Sitting there going through all my (and her) old records, I noticed all the little notes she left, some have faded forever lost, I finally realized the true value of this medium. Forget all the bullshit about superior fidelity, or richer/fuller sound. It was about packaging up an emotion and feeling that only music can bring someone, in a physical format that can be enjoyed for years to come. Something the digital format can never come close to delivering.
For the first time, I fell in love with vinyl. 30 years ago it was a necessity, now it was emotional. Yet this new love affair was going to be more than just amassing a large collection. Oh no. Each album was going to be carefully curated and chosen based on the feelings it evoked.
When I add a vinyl to my collection, it isn’t a purchase. I see it more as a lease, a temporary hold if you will. I see it as capturing a moment, a sequence of emotions, to package up and pass onto the next generation. I want my sons to know, when they pick it up, that their old man enjoyed not only that song, but that ACTUAL song. Just as I did with my mother.
One Christmas, my son asked what I would like, and seeing how I was building up a collection, records would be an easy win for that year. While I supported this, I did hit him with a couple of conditions. I asked that he only buy a record that he knew that we both enjoyed, and secondly, he sign it personally with the date and the occasion. Upon receiving the gift, I said that I wasn’t taking ownership of it, merely holding onto it, to enjoy listening to it until such times I was no longer walking this planet and he would take it back under his stewardship.
I listen to music every day. Even in a video conference meeting, there will be music playing in the background, only loud enough I can hear. That is digital music.

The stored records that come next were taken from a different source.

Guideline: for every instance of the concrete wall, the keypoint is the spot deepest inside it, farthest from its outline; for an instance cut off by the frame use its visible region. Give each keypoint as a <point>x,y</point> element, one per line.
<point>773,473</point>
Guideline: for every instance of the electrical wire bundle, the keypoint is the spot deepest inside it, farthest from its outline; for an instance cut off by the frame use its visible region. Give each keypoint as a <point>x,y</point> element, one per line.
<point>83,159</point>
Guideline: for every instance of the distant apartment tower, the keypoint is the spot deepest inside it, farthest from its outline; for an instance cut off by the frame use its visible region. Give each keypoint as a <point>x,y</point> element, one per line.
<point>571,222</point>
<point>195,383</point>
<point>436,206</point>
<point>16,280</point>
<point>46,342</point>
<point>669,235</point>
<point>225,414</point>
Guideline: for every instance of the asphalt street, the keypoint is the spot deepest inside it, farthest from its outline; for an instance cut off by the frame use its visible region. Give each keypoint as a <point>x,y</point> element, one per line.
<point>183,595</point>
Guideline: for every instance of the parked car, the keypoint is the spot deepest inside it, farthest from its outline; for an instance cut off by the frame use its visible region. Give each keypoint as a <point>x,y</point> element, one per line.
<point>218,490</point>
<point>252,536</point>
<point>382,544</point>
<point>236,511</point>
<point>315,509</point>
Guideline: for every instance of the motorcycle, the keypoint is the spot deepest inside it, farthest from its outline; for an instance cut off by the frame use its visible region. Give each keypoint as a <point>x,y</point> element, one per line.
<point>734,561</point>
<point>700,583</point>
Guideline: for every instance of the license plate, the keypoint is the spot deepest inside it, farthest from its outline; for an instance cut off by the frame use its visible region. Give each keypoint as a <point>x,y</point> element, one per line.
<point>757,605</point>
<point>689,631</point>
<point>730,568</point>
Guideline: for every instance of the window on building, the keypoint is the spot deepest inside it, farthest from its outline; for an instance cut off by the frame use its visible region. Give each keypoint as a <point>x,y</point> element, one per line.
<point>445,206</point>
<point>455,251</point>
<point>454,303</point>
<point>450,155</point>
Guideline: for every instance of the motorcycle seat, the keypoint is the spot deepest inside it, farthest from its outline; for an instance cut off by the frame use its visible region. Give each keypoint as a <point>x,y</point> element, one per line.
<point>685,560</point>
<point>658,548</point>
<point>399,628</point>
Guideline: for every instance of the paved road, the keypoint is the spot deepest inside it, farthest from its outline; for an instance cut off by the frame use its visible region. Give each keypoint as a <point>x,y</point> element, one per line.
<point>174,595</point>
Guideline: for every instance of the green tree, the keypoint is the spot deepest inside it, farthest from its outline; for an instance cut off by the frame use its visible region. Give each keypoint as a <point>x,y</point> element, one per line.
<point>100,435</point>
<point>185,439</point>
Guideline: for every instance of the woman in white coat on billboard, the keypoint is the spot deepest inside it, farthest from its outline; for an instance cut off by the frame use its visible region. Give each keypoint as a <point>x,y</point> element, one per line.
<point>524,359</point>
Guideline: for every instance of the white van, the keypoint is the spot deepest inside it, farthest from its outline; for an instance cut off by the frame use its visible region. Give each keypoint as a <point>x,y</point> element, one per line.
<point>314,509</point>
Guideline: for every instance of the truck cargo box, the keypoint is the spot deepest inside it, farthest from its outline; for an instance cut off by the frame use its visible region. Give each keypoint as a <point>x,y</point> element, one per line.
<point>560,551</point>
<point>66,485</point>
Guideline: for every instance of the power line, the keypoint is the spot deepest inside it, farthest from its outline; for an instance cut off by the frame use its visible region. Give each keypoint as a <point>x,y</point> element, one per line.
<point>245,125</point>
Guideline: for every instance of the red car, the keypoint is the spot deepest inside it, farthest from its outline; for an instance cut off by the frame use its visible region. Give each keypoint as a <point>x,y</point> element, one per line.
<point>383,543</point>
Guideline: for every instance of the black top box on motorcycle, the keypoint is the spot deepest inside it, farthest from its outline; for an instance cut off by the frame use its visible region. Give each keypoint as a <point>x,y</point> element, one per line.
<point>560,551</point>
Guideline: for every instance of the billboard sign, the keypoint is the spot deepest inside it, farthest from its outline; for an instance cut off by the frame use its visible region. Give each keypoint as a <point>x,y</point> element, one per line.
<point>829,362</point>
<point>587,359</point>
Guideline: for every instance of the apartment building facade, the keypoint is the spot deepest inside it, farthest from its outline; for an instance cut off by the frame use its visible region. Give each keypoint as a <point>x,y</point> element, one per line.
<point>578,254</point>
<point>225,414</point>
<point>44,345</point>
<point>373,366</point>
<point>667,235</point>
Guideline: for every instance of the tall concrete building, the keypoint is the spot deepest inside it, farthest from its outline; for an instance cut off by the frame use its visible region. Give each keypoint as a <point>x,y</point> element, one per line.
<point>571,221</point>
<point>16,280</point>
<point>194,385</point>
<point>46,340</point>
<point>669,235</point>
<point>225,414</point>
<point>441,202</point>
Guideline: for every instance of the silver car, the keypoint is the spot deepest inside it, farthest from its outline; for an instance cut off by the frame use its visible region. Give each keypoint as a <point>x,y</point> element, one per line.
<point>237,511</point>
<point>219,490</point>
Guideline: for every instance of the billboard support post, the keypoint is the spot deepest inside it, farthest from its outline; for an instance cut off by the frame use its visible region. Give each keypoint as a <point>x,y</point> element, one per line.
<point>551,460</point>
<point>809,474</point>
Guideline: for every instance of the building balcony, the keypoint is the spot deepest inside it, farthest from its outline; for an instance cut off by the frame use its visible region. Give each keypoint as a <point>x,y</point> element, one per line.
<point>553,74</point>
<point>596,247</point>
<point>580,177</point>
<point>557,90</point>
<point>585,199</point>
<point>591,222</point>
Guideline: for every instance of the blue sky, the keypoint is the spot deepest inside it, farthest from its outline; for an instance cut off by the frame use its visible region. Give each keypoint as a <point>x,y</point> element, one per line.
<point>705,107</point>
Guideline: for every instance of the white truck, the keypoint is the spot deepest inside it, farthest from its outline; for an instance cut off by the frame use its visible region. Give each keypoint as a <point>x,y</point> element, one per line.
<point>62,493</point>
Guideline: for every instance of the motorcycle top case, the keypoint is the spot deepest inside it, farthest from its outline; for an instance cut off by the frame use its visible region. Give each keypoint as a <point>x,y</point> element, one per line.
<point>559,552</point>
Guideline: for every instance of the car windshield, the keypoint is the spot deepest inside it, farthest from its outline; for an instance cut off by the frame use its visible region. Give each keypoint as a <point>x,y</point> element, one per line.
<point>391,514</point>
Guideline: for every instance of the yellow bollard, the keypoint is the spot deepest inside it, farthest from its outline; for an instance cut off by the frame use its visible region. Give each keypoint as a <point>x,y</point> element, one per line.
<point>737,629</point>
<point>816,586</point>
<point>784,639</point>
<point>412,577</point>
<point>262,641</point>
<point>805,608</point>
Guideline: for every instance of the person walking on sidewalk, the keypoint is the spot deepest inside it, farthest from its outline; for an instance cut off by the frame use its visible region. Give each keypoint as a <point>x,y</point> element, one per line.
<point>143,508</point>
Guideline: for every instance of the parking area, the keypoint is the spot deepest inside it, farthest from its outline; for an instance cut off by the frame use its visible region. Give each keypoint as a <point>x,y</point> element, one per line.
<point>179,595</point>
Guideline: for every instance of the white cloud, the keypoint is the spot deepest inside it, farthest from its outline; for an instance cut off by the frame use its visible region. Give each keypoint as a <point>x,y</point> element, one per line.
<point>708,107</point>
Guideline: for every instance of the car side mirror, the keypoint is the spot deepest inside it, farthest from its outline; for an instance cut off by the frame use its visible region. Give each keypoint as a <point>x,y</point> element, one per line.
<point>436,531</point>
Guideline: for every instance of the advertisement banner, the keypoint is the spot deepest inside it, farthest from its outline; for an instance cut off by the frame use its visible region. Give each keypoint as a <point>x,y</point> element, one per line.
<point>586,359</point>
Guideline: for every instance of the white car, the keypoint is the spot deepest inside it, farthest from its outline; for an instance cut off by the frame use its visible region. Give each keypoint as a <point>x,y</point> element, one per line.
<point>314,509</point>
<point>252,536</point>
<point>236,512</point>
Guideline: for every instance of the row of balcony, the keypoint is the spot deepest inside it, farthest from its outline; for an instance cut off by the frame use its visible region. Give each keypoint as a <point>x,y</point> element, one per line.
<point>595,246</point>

Often though, I push the keyboard away, and go and make a point of spinning up some vinyl’s, taking the time and effort to truly switch off from the screen and allow myself to be immersed in the sound produced by that needle bouncing around the grooves. Reconnecting with memories and creating new ones along the way.
I love the physical tactile experience that playing records brings me, upon an evening, with a glass of single malt, just enjoying where the mood takes me.
My advice – get yourself a record player and start spinning up some memories.